You could show in the same way that for a first roll of 2, there are four such outcomes,
for a roll of 3 there are three such outcomes,
for a roll of 4 there are two,
for a roll of 5 there is one, and for a roll of 6 there are none.

Add up all the possibilities: 5+4+3+2+1=15, so the probability of getting a higher number on the second roll is 15/36.

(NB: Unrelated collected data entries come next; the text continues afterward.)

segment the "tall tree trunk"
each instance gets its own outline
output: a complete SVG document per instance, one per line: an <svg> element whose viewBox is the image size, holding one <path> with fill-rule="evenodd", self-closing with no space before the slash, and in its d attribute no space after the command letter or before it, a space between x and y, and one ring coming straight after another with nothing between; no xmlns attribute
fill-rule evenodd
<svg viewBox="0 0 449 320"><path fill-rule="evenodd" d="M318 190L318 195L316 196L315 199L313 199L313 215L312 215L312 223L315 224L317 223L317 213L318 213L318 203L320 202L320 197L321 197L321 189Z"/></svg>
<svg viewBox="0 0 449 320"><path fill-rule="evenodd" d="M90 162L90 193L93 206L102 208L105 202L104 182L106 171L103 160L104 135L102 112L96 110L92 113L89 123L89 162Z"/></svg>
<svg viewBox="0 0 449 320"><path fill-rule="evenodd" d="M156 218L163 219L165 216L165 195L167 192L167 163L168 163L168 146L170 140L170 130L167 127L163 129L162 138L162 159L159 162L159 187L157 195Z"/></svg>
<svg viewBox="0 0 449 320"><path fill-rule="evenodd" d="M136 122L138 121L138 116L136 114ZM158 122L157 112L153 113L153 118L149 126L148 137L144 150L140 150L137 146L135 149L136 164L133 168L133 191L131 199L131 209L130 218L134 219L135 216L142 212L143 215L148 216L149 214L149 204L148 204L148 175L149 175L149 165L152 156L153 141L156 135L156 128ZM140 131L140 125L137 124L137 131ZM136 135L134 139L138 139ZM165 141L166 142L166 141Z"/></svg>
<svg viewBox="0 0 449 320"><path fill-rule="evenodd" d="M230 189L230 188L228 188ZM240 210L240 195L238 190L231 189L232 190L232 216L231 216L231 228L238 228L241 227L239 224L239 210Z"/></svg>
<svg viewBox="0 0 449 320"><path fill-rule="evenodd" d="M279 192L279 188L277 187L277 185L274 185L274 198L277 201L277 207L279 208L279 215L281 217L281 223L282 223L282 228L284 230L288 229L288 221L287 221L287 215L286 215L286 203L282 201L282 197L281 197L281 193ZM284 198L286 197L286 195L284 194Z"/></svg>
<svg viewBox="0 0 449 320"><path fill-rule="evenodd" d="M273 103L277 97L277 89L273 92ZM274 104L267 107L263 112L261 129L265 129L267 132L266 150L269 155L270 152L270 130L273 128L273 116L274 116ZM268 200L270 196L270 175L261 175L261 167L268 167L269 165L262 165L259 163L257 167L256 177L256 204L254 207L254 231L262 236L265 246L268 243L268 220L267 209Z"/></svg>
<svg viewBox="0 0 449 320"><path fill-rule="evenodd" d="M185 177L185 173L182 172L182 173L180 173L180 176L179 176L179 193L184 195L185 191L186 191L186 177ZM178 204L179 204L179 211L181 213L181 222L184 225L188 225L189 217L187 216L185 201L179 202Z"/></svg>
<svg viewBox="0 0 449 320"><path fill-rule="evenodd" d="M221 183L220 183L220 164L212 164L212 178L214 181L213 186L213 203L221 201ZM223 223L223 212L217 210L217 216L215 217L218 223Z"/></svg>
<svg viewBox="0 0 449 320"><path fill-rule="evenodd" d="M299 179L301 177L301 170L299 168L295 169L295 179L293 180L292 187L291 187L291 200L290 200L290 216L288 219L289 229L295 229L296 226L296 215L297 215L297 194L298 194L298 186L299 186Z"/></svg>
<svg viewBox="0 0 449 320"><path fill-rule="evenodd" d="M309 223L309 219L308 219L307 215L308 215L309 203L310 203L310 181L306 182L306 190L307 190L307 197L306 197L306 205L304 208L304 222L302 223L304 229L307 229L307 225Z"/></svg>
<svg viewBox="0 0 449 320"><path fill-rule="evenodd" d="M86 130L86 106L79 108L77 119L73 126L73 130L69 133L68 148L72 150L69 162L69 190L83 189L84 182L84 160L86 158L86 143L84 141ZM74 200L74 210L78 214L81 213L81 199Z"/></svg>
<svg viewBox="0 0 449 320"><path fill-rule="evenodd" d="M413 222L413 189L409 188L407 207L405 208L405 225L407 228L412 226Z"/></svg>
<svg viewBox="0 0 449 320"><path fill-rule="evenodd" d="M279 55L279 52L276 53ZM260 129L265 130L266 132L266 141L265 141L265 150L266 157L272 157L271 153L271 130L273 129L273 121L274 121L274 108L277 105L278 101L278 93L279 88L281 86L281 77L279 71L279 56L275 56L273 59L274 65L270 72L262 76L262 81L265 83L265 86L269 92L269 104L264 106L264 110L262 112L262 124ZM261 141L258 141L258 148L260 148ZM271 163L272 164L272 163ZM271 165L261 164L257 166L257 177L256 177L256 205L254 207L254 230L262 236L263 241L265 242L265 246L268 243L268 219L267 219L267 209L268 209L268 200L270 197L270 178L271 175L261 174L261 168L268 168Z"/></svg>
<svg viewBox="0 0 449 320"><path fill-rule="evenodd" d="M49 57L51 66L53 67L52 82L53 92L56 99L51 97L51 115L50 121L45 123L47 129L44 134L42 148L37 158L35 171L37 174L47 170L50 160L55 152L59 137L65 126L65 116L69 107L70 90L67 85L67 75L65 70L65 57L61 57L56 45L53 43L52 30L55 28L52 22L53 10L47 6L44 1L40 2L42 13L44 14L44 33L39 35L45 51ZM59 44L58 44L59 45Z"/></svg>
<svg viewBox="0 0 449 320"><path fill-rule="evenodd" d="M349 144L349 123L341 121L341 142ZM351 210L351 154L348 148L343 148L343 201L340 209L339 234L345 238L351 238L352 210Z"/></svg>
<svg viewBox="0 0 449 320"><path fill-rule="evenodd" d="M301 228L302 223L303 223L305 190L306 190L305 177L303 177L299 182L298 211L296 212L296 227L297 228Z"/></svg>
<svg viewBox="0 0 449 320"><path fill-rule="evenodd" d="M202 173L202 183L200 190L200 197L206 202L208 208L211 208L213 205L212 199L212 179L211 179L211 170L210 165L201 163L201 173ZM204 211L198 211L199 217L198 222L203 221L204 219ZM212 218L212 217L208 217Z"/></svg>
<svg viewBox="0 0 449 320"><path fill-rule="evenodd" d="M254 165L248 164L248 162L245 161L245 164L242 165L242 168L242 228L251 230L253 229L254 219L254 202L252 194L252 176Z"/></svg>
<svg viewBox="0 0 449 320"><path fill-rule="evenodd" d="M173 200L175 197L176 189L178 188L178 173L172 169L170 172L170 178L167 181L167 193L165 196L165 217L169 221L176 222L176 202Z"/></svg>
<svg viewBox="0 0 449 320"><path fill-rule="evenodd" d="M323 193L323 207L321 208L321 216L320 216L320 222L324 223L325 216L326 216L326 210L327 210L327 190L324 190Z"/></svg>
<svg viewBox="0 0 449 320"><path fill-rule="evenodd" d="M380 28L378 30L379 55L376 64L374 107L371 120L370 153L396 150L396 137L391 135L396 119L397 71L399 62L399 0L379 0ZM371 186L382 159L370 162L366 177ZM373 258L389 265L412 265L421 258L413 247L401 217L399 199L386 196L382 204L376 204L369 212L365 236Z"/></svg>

This is pretty easy to see if you draw a table (rows and columns) of all the possible rolls.

Answer 6

Actually, this is easier than other posters have indicated. It is clear that the probability of getting a duplicate number on the second roll is 1/6, and it is also clear from symmetry that the probability of getting a larger number the second time is the same as getting a smaller number the second time. So the probability of a larger (or for that matter a smaller) result on the second roll is half of (1-1/6), or 1/2*5/6 = 5/12

Answer 7

The dice has six numbers on it - so if you throw it there is a one in six chance (16.666%) that the number that falls is a specified number - one you pick or one that has been thrown before.
Your second question's answer depends on the first number you threw. So take for instance if the first number you threw was a three, there is 4,5 and six on the dice greater than 3 so if you throw again you have three chances in 6 of throwing a greater number the second time, i.e. 50% chance
if you threw a 2, 4 numbers greater, a 4 in 6 chance (66.666%)... etc.

Answer 8

a) 1/6

b) Probability first die is 1 --- 1/6
Probability second die > 1 ---- 5/6

Probability first die is 2 --- 1/6
Probability second die > 2 ---- 4/6

Probability first die is 3 --- 1/6
Probability second die > 3 ---- 3/6

Probability first die is 4 --- 1/6
Probability second die > 4 ---- 2/6

Probability first die is 5 --- 1/6
Probability second die > 5 ---- 1/6

Probability first die is 6 --- 1/6
Probability second die > 6 ---- 0/6

Probability that second die is greater than the first
= (1/6)*(5/6) + (1/6)*(4/6) + (1/6)*(3/6) + (1/6)*(2/6) + (1/6)*(1/6) + (1/6)*(0/6)

= (1/6) * (5+4+3+2+1+0)/6
= (1/6) * (15/6)
= 15/36
= 5/12

Answer 9

for the first it's 1/6. For the second, it's half of the cases of the 5/6 remaining. So it's 5/12 if strictly greater, 7/12 otherwise.

Answer 10

a) 1/6. There has been one number rolled, and therefore there is only one chance that the number could be the same on the second roll.
b) cannot be determined with the information given.